1940s raleigh roadster restoration and hello I am jake

JakeMiddleton

Dirt Disciple
Hello people my name is jake, this is my first post and I just registered. My friend petre showed me this forum and it looks like a good place for me to talk about my interest in retro bikes.

This is my first attempt at a restoration, I have built up bikes before from scratch but never tried this. Here is a picture:

http://www.flickr.com/photos/55203562@N ... hotostream

I have been fixing up this old gent and at this point everything is going absolutely fine with the project, except for the headset and the saddle (though finding a new saddle wont be hard). The problem is that the headset cups are rather worn. This isnt something that would stop me riding it once the rest is fixed but if I could fix it it would be great, the only thing is I cant seem to find a source of replacements. I found BB parts and hub spares available on ebay easily but this is proving more difficult.

I was wondering if anyone could direct me to a good source, or if someone has one about.

I will upload pictures of the project as I go. Just waiting for the paint on the frame to dry at the moment
 
Hello and welcome ;)

There is a wee problem with old Raleighs that anyone contemplating a restoration should know. Headset and Bottom Bracket threadings are 26 TPI (Turns Per Inch) not the usual 24 TPI threading of every other manufacturer, blooming Raleigh :roll:

Practical upshot is headset and bottom bracket components that thread to frame and fork have to be Raleigh and that either requires restoring what you've got or attempting to find new or old bits and bobs through the internet. Not a thankless task but not always easy.

'The Old Bicycle Showroom' is a website to look up plus any site dealing with vintage bikes. The Sturmey Archer components are much easier to find as are cottered chainset parts.

Old bikes were not designed for easy disassembly by the home mechanic, punctures were often fixed without removing the wheels as getting the wheel out is a major pain but the old steeds have bags of character so I wish you great success :cool:
 
thanks for the response, I am very aware of the 26 tpi thing, I have 2 26tpi bottom brackets spare that I have picked up here and there but headsets are more difficult to find. I can only assume that seeing as the only down side of a pitted headset is that the bars are very slightly not as smooth to turn that most people just dont bother.

I would agree that these things are not designed for home maintenance and if I had a weird shaped spannar for every headset-bottom bracket-whatever whakit there is I would have about 5 wrenches with no other purpose. I have found in every case though a hammer and punch is fine so have got on swimmingly :)
 
Here is what it is looking like so far:

http://www.flickr.com/photos/55203562@N ... /lightbox/


surprising how superficial the rust actually was. some emery and a wire brush and it was fine, I painted it satin black with halfords paint and rust inhibiting primer. The finish is quite nice and to be honest I dont really want to put any laquer on it now that it looks like this.

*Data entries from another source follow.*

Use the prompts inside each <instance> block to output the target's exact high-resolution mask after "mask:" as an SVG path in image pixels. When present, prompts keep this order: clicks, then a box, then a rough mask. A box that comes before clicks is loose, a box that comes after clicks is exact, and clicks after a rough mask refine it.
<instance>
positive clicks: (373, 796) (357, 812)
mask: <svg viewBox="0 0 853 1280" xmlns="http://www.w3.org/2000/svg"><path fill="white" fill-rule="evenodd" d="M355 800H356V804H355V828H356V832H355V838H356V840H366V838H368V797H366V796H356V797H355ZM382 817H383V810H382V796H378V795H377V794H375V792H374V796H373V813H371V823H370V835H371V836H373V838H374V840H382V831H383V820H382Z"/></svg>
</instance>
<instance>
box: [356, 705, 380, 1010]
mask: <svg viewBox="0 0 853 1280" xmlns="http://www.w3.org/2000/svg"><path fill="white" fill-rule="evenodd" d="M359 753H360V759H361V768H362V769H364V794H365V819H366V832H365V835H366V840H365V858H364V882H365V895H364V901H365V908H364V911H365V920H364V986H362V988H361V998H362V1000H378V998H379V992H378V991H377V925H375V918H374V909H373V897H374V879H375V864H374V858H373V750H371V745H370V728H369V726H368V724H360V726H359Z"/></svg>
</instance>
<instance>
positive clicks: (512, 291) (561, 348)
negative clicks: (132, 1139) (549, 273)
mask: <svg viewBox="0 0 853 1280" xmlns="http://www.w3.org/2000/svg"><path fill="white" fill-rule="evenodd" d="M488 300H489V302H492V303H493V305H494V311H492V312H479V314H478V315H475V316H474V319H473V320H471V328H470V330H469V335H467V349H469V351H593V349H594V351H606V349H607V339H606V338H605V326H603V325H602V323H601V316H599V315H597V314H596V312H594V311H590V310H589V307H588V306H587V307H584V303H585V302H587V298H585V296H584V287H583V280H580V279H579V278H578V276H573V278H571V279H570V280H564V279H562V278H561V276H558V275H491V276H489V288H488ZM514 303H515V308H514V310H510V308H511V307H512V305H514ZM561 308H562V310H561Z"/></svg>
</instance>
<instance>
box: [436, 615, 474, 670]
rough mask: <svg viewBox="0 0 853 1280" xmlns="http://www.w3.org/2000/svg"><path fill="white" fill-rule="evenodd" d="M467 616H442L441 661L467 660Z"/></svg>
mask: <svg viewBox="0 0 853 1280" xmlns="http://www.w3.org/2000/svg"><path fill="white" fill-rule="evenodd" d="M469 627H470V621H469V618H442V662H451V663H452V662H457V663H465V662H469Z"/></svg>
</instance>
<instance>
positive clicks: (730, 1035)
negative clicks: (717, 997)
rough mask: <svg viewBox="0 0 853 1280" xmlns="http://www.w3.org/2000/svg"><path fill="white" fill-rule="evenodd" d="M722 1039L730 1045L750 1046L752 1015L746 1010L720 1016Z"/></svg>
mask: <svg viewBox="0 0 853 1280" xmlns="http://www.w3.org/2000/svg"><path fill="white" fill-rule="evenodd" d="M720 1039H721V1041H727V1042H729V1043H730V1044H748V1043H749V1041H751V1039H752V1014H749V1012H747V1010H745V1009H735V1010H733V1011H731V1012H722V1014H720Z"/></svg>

Luckily for me these bikes are painted on the inside too so i am not worried about rust damage inside the tubes :)

The brake 'stirrups' were also painted black oddly, the seller listed it as a 40s bike, I seem to remember reading chrome was a 'strategic material' in ww2 and thus not available to civilians. Perhaps this blacking is a war thing?
 
Thats looking blooming good. A bit of gold pinstriping and some decals and it'll be fab ;)

I inherited a 1947 Raleigh Sportster but it was alas too far gone to be worth fixing up but had several war time features. No chrome bar the brakes, everything was painted black with war pattern tyres. Did have a top tube mounted shifter for the SA hub though which was a nice 30's feature. I got the impression it was an early post war parts bin special using bits from before the war.
 
I think you have done a great job, although roadster bikes were never my favouites. (I used to repair them) This looks like a composite of perhaps 2 bikes. The front wheel could belong, but not many of this type would have had a dynohub. The rear wheel is the Raleigh dual purpose, and would have a date on the hub shell. The large cog could have been fitted later, but is on a driver with a circlip which must be later than the rest of the bike. The headset is pre 1948, and the chainwheel from early post war, but the handlebars are chrome.
Antway, a great job, I still hate them. (I sold Raleighs in the 1950's)
 
If the treaded bits are fine then get new cups machined up. I did this for an old PO bike last christmass. Worked a treat.

Also Able Baker cycles in Bishop stortford might have the parts you require.